Figure 2 is a workpiece processing classification diagram of an embodiment of the present invention, Figure 3 is its detailed classification diagram, and Figure 4 1A to 1H.
is an explanatory diagram of each machining unit in the point machining mode corresponding to 1A to 1H in FIG. 3, FIG. 5 is an explanatory diagram of each machining unit in the line machining mode of FIG. 3, and FIG. An explanatory diagram of each machining unit in the machining mode, FIG. 7 and its A to D are system block diagrams of the numerical control device in this embodiment, and FIGS. 8 to 10 show the display state of each machining unit in this embodiment.
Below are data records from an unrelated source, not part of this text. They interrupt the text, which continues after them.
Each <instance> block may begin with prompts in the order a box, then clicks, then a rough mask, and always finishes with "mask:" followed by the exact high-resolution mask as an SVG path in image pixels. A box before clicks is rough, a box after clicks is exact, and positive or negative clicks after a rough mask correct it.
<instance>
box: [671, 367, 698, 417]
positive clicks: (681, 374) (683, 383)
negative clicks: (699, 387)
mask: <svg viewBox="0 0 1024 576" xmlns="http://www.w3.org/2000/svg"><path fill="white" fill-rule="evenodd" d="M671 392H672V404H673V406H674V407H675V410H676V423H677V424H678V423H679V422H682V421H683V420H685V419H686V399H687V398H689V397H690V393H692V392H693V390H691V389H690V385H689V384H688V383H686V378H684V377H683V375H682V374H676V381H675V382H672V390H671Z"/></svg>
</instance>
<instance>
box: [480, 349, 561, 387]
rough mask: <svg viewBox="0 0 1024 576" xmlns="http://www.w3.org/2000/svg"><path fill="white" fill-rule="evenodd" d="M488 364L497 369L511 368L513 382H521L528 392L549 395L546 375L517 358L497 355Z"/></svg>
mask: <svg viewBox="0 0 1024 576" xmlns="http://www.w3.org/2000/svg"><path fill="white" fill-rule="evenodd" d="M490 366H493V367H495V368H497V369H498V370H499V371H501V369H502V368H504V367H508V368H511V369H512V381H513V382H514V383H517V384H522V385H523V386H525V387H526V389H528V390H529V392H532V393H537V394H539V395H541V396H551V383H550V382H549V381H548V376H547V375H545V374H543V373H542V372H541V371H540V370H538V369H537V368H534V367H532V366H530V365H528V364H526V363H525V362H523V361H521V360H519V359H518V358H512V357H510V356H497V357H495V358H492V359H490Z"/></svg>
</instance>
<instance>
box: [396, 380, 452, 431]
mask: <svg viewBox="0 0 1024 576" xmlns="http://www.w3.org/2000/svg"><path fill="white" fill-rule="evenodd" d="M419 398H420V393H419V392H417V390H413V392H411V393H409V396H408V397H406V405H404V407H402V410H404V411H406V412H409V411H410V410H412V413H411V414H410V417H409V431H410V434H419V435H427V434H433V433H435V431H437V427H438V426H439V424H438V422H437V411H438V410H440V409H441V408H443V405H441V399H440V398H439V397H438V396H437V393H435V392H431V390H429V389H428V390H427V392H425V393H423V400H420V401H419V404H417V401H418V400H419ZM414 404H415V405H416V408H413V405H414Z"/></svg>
FIG. 1...CPU, 2...Bus line, 3...
ROM, 4...RAM, 6...Device controller, 7...Display controller, 8...
Keyboard controller, 9...console section,
13...display device, 14...keyboard, 15...motor.

Claims (1)

[Claims] 1. In a numerically controlled machine tool that is controlled by input numerical information from a pre-stored program, the machining contents of a workpiece are divided into a plurality of graphic element classifications,
Each of the graphical element classifications is further classified into a plurality of single machining shapes, each of the single machining shapes is specified by numerical information regarding the final machining shape of the workpiece, and the above-mentioned A control method for a numerically controlled machine tool characterized by determining machining conditions in accordance with numerical values determined when a single machining shape is specified, and machining a workpiece.